ZEBET selbst wurde 1997 für die erfolgreiche Entwicklung des Embryonalen Stammzelltests - eines In-vitro-Embryotoxizitätstests - und für den erfolgreichen Abschluß einer internationalen Validierungsstudie von In-vitro-Phototoxizitätstests mit zwei renommierten, internationalen Forschungspreisen ausgezeichnet, dem "Russel and Burch Award" der Humane Society in den USA und dem Europäischen Tierschutzforschungspreis der Internationalen Stiftung zur Abschaffung der Tierversuche, FISEA, in Luxemburg.

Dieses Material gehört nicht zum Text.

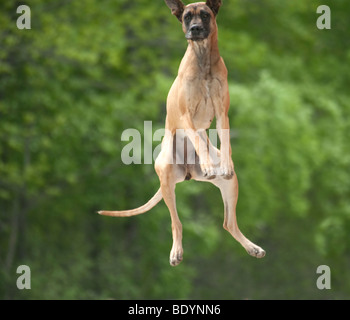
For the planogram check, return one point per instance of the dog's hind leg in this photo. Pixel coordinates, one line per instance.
(229, 192)
(169, 174)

5.5.3.1 Dokumentation und Information
Dokumentation
Die ZEBET-Datenbank wird in Abschnitt XV.6 ausführlich beschrieben.
Informationsdienst
Im Rahmen des Vollzuges des Tierschutzgesetzes nimmt ZEBET auf Anfragen von Länderbehörden zu Anträgen auf Genehmigung oder Anzeigen von Versuchsvorhaben gutachterlich Stellung und fertigt auf dem Wege der Amtshilfe in strittigen Fällen Gutachten an. Darüber hinaus beantwortet ZEBET auch Anfragen von Wissenschaftlern, Tierschutzbeauftragten und anderen Interessierten zur Anwendung von Ersatz- und Ergänzungsmethoden zu Tierversuchen. Außerdem ist ZEBET in die wissenschaftliche Begutachtung von nationalen und internationalen Forschungsprojekten und von Tierschutz-Forschungspreisen eingebunden, die die Entwicklung oder Validierung von Alternativmethoden zum Ziel haben. Die Beratung von Behörden bei der Erfüllung tierschutzrechtlicher Vorschriften besitzt für ZEBET die höchste Priorität.

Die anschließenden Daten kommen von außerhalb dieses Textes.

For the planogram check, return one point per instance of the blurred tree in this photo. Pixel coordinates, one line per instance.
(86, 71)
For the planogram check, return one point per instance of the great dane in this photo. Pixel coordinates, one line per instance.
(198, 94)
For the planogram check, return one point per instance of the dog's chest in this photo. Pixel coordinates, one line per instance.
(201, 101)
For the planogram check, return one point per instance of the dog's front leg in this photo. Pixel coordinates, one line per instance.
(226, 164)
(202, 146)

ZEBET nutzt für den Informationsdienst
die eigene ZEBET-Datenbank über Ersatz- und Ergänzungsmethoden (siehe Abschnitt 6),
Berichte, Protokolle und Literatur, über die ZEBET aufgrund der Tätigkeit in nationalen und internationalen Validierungsprojekten, in Normenausschüssen und anderen Arbeitsgruppen verfügt,
Recherchen in nationalen und internationalen biomedizinischen Literatur- und Faktendatenbanken über DIMDI.

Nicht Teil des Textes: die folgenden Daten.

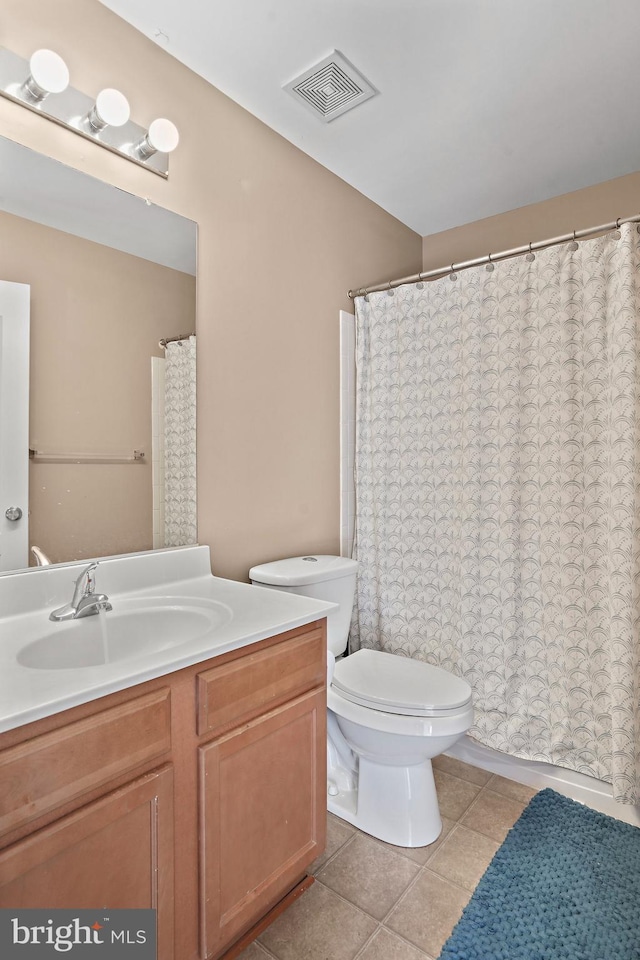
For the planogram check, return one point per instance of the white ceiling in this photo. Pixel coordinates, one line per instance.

In der Zeit von 1990 bis 1998 wurden von ZEBET insgesamt 1.768 Anfragen beantwortet. Die Abbildung zeigt für 1998 die prozentualen Anteile einzelner Institutionen an den insgesamt 448 Anfragen. Die Hälfte der Anfragen kam aus der Industrie, von Universitäten und Forschungszentren, das heißt dem experimentellen Bereich. Die Anzahl der Anfragen von Laboratorien zu methodischen Details, die neue Methoden etablieren möchten, ist angestiegen. Der Grund für diese Entwicklung ist die zunehmende Anzahl von sicherheitstoxikologischen In-vitro-Prüfmethoden, deren experimentelle Validierung von ZEBET im Auftrag der EU koordiniert wurde.
Abbildung
5.5.3.2 Bewertung und Validierung
Empfehlungen zur Anwendung von Alternativmethoden für behördliche Zwecke
ZEBET beteiligt sich innerhalb der Nachfolgeinstitute des BGA bei der Vorbereitung neuer Rechtsvorschriften, bei denen die Tierversuchsproblematik berührt wird, durch Stellungnahmen und koordinierende Tätigkeiten (zum Beispiel Novellierungen der EU-Richtlinien für kosmetische Mittel, für Arzneimittel, für Biozide und beim Tierschutzgesetz).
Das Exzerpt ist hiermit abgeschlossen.